Sejauhmana Orangtua Ikut Campur?
Ubaid mengatakan orangtua memang harus terlibat dalam proses pendidikan anak. Orangtua memiliki wadah seperti Komite Sekolah yang isinya perkumpulan orangtua yang harus terlibat langsung di sekolah, mulai dari perencanaan, pelaksanaan, sampai evaluasi kegiatan yang ada di sekolah.
"Jadi Komite Sekolah itu bukan rapat pungutan, bukan rapat patungan dana, itu salah kaprah. Komite Sekolah adalah wadah serikat orangtua sebagai mitra sekolah. Mereka harus terlibat dalam perencanaan semuanya. Perencanaan penggunaan anggaran sekolah, perencanaan penerapan kurikulum di sekolah, dan bagaimana quality control kualitas pendidikan di sekolah," paparnya.
Sehingga bagaimana cara mendisiplinkan siswa, orangtua pun harus diajak bicara. Dengan penerapan itu, maka sekolah bukan lembaga outsourcing atau "mesin laundry" tempat anak-anak yang tidak bisa membaca dan berhitung, lalu keluar dari sekolah menjadi anak-anak yang pintar.
Terkait dengan banyaknya pelaporan tentang peserta didik yang dihukum guru lalu tidak dapat diterima oleh orangtua murid, Ubaid mengatakan bahwa Tim Pencegahan Penanggulangan Kekerasan di sekolah harus "hidup" dan berperan fungsinya. "Jadi kalau ada orangtua lapor, itu harus langsung ditanggapi, ditindaklanjuti, lalu ada sanksi," tukasnya.
Dengan itu, maka tidak ada orangtua murid yang memproses laporan di tingkat penegak hukum. Karena menurutnya, biasanya laporan orangtua tidak ditindaklanjuti oleh komite, sehingga memilih kejalur hukum.
Guru Harus Berhati-hati dalam Mendisiplinkan Anak
Sementara itu, Pengamat Pendidikan, Iman Haeri mengemukakan maraknya laporan orangtua ke ranah hukum ditenggarai upaya mendisiplinkan terkait juga dengan semakin sadarnya masyarakat bahwa tindakan kekerasan memang tidak diperbolehkan di sekolah. "Ini juga menjadi suatu kritik bagi kami para guru agar berhati-hati di dalam mendisiplinkan anak," sebutnya dalam wawancara daring dengan Tim Lifestyle Liputan6.com, Kamis, 21 Novemebr 2024.
"Hindari hal-hal yang bersifat sentuhan fisik. Meskipun itu hanya mencubit, menyentil dan lain sebagainya," cetusnya.
Sementara itu menurut Iman, bentuk ekspresi dan kenakalan anak akan sesuai dengan usianya.
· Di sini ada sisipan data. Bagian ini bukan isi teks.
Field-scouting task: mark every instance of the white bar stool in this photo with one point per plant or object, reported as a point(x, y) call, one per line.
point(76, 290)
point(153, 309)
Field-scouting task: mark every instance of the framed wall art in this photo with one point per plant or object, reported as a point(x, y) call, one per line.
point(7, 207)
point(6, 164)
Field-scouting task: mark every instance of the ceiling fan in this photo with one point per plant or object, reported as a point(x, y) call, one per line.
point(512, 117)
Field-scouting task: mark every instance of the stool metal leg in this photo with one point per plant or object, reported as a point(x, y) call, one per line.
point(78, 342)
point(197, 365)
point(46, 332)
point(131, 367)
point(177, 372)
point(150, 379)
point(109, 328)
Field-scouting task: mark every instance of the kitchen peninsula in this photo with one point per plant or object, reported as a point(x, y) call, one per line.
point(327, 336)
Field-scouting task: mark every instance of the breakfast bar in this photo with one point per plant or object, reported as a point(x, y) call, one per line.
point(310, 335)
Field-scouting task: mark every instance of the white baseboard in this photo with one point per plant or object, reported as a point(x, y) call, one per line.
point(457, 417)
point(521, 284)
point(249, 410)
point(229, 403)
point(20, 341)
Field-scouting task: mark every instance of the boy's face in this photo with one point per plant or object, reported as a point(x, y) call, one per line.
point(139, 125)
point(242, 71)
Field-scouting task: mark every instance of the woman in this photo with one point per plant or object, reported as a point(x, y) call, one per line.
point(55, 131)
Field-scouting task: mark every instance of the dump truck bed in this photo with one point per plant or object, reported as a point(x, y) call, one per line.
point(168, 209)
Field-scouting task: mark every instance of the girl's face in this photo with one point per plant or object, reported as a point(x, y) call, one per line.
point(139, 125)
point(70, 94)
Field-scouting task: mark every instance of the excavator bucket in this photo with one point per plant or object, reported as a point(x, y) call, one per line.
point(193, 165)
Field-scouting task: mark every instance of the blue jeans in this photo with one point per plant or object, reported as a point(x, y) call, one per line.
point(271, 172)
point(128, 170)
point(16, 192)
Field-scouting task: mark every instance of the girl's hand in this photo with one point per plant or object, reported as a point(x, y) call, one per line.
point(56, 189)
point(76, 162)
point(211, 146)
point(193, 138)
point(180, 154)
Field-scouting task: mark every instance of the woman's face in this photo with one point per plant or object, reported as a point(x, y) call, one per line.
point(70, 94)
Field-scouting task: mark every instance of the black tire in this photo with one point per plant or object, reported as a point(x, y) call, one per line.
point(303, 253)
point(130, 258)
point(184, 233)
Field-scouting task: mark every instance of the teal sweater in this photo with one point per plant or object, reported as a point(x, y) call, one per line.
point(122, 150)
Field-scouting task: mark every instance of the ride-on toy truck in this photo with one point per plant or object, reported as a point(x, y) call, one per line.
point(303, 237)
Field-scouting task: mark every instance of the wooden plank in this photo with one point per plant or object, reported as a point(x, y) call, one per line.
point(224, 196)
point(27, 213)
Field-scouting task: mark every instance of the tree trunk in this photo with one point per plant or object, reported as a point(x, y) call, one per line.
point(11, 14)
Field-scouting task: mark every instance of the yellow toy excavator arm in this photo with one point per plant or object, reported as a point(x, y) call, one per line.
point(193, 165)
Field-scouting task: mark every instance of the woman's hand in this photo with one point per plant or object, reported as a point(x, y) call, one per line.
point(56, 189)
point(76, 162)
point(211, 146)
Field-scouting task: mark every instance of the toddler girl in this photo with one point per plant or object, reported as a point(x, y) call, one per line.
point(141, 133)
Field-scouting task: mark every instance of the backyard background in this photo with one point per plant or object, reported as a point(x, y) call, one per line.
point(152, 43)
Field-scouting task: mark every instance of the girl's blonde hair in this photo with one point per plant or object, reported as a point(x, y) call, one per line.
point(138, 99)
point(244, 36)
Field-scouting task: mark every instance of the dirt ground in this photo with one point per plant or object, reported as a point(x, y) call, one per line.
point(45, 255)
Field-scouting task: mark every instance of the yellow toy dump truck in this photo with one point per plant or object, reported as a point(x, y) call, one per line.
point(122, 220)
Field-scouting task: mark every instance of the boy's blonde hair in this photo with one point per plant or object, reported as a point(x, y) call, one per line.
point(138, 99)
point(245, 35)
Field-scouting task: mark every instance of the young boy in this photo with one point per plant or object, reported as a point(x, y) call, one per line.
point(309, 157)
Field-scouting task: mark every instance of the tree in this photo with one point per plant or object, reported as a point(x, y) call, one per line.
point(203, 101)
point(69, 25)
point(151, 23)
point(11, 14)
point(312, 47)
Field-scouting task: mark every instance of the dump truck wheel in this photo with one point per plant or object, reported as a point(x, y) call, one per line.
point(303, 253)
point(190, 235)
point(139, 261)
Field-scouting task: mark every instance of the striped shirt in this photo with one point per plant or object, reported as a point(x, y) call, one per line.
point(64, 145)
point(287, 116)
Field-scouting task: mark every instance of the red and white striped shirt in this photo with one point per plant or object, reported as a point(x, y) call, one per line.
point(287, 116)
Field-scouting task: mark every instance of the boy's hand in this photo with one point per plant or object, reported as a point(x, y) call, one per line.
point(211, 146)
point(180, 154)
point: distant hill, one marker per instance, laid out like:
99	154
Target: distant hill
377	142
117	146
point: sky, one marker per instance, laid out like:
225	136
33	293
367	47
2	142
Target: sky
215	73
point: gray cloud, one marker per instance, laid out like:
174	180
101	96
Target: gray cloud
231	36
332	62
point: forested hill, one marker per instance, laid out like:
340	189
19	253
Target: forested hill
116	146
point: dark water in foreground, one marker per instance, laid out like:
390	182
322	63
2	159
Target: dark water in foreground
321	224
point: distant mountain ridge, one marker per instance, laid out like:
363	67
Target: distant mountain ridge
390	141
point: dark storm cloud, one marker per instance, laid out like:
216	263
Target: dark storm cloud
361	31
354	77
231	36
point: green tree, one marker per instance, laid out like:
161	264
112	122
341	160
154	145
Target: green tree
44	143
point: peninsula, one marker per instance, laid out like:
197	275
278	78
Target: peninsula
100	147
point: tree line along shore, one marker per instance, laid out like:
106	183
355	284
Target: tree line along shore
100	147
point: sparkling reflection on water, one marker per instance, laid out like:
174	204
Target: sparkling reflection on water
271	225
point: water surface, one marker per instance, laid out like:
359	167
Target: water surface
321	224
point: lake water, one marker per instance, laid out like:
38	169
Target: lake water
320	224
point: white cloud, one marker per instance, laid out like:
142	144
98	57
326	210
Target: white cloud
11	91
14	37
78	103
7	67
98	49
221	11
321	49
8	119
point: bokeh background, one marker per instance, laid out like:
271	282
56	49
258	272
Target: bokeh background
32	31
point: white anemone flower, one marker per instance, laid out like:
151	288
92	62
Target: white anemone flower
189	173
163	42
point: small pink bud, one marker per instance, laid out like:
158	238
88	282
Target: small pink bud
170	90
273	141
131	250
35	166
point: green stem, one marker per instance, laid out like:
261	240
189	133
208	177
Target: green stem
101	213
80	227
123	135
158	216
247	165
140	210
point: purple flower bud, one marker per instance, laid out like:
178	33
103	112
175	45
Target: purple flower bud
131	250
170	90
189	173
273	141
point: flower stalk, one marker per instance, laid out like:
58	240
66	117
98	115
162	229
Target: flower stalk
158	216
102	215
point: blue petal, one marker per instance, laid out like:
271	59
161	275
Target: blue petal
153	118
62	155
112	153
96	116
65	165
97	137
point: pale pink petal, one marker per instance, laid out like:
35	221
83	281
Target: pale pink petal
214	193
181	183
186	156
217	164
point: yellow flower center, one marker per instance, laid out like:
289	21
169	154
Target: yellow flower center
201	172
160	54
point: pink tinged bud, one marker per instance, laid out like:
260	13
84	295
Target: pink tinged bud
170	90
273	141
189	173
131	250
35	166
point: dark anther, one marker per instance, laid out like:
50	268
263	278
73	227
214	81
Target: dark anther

Karena itu, guru harus bisa menanganinya dengan mengelola kelasnya sesuai perkembangan umur siswa.
Terkait dengan ikut campur orangtua, saat terjadi kekerasan di sekolah menurutnya penanganannya harus sesuai prosedur. Pelaporan pertama tentu harus di tingkat sekolah dulu, sesuai Permendikbud 46 2023 harus ditanyakan dulu ke Tim PPK di sekolah.
"Apakah PPK ini berjalan atau tidak, kebanyakan orangtua tidak percaya sehingga ingin melewati proses itu. Ketidakpercayaan itu pada gurunya, Tim PPK-nya atau kepala sekolahnya, padahal kan ada Komite Sekolah itu bisa juga jika memang tidak mempercayai menghubungi Satgas Pendidikan yang levelnya lebih tinggi," jelasnya.
Jika hal tersebut sudah ditempuh dan memang pelanggarannya sangat berat, tindakan hukum dengan melapor ke pihak berwajib bisa dilakukan. Maka diperlukan peran-peran institusi, seperti Polri misalnya agar tidak langsung meneruskan kasus semacam ini dilimpahkan ke Kejaksaan atau Pengadilan.
Namun guru pun harus dilindungi oleh segenap elemen masyarakat, termasuk di dalamnya lembaga negara dan aparat kepolisian. Fungsi tersebut harus berjalan, sehingga laporan pidana guru dengan tuduhan kekerasan pada anak bisa dievaluasi terlebih dahulu.